My husband and I made a decision to give my daughter a basic cell phone several years ago for emergency purposes. Nevertheless, it wasn’t right up until recently we purchased her a smartphone for Valentine’s Day with an unlimited text messaging plan. It was a determination we made, mainly because she was using my cell phone to text her close friends continuously and I was missing important messages or calls. Even so, it wasn’t till a few months ago she became serious about an older boy (18) and she was spending too much time sending text messages to him. That relationship ended swiftly enough, but since then she’s been talking to a number of other various boys and the concern of sexting has been weighing on my mind. Don’t misunderstand me, I trust my daughter completely but I’m not oblivious to the peer pressure a fifteen year old confronts on an every day basis.
Based on a recently available study from The National Campaign to Prevent Teen and Unplanned Pregnancy and Cosmogirl.com, approximately one out of five teenagers has sent or posted nude or semi-nude photos of themselves, and two out of five have sent or posted sexually suggestive messages. How alarming is that? When I read the statistics I cringed! The worst part is although young adults know sexting is unethical, most aren’t aware about the entire legal ramifications that may go along with it. In reality, precisely the same minor that sends photos of themselves could become both a victim as well as a perpetrator of child pornography laws, thus being labeled as a child pornographer or sex offender for life.
Not only do teens who’ve made the big mistake of sexting need to worry about legal issues, they also have to be concerned with what happens to the photographs after they are sent. All too often, a teenage girl sends explicit photos to a boyfriend, intended exclusively for him. In the event the romantic relationship ends up in a nasty break up the boy takes vengeance by forwarding the images to friends, which leads to intense backlashing triggering emotional challenges. For instance, an 18 year old Ohio teen sent naked pictures of herself to her boyfriend. Once they split up, he in return sent those photos to other high school females. The girls began harassing her, calling her a slut and whore. The ridiculing from the girls caused Jessica to become frightened to attend school and she became dismal as well as depressed. Two months later, Jessica Logan hanged herself in her own bedroom. The complete story can be read here.
As parents it’s our responsibility to protect and guide our kids into adulthood. I realized it was my time to take a seat with my daughter and discuss the awkward subject matter of sexting. Her response was “MOM! I don’t know of anybody who is sexting!” Yet, her best friend sitting alongside her mentioned she was asked by a number of boys to send pictures of her “boobs” to them. I was mortified. As you can see, sexting might not be going on with your teen at the moment, but it most certainly could be happening to a person they know.
My advice is to those who have a teenager to take a moment together with your child and communicate to him/her about sexting along with the repercussions that go in conjunction with it. It might be an uncomfortable topic to discuss, nonetheless it will be much more problematic if it occurs. There is simply a small number of factors a parent can control following a sexting episode, so the best time to engage in this conversation is before you allow them to have a mobile phone or social networking account. When it comes to sexting, going for a proactive approach is being safe!
uKnow.com, the leading provider of Parental Intelligence Systems including uKnowKids, has five excellent tips to help parents prevent or manage a sexting incident. I want to share them with you, so you’re able to arm yourself with the information to take action against sexting.

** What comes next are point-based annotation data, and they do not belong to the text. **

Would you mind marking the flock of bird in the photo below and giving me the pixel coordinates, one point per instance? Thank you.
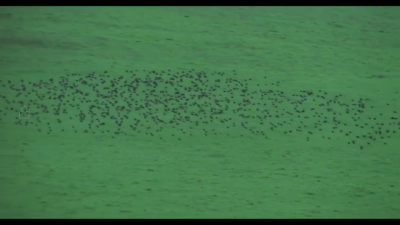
(179, 104)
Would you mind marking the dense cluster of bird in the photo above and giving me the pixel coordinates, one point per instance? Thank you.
(179, 104)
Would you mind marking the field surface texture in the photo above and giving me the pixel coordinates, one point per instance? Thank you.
(199, 112)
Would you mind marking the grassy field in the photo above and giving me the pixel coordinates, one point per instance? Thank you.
(351, 50)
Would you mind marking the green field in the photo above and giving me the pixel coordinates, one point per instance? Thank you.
(349, 50)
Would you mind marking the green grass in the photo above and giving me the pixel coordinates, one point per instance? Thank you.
(349, 50)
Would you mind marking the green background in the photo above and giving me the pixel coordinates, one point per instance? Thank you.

Consequences: Talk about the consequences of taking, sending, or forwarding a sexual picture of someone underage, including yourself. You could get expelled, humiliated by your peers, lose educational opportunities or possibly face serious legal consequences.
Control: Once an image leaves your phone or computer, you have lost control of it. Phones get lost, computers get stolen, and social networking accounts get hacked. Never take an image of yourself that you wouldn’t want everyone – your family, friends, and teachers – to see.
Don’t forward: You may find someone else’s photo funny; however, if you forward a sexual picture of someone underage, you are as responsible for this image as the original sender. You could face child pornography charges, go to jail, or have to register as a sex offender.
Report: Nude photos should be reported immediately to the parents/guardians of the originator, as well as school counselors, so that they can manage the situation.
Prevent it: As parents, we know that spying does not equal trust. Obviously, going behind your kid’s back to see what they are doing does not help you build a trusting relationship with your child. Stealing a phone at night when your child is asleep, or checking their social media accounts is not the only way to understand what they are doing.
Please have a seat with your child and speak about sexting! What is important to remember is being assertive in this subject is showing your teen you care about their greater wellbeing.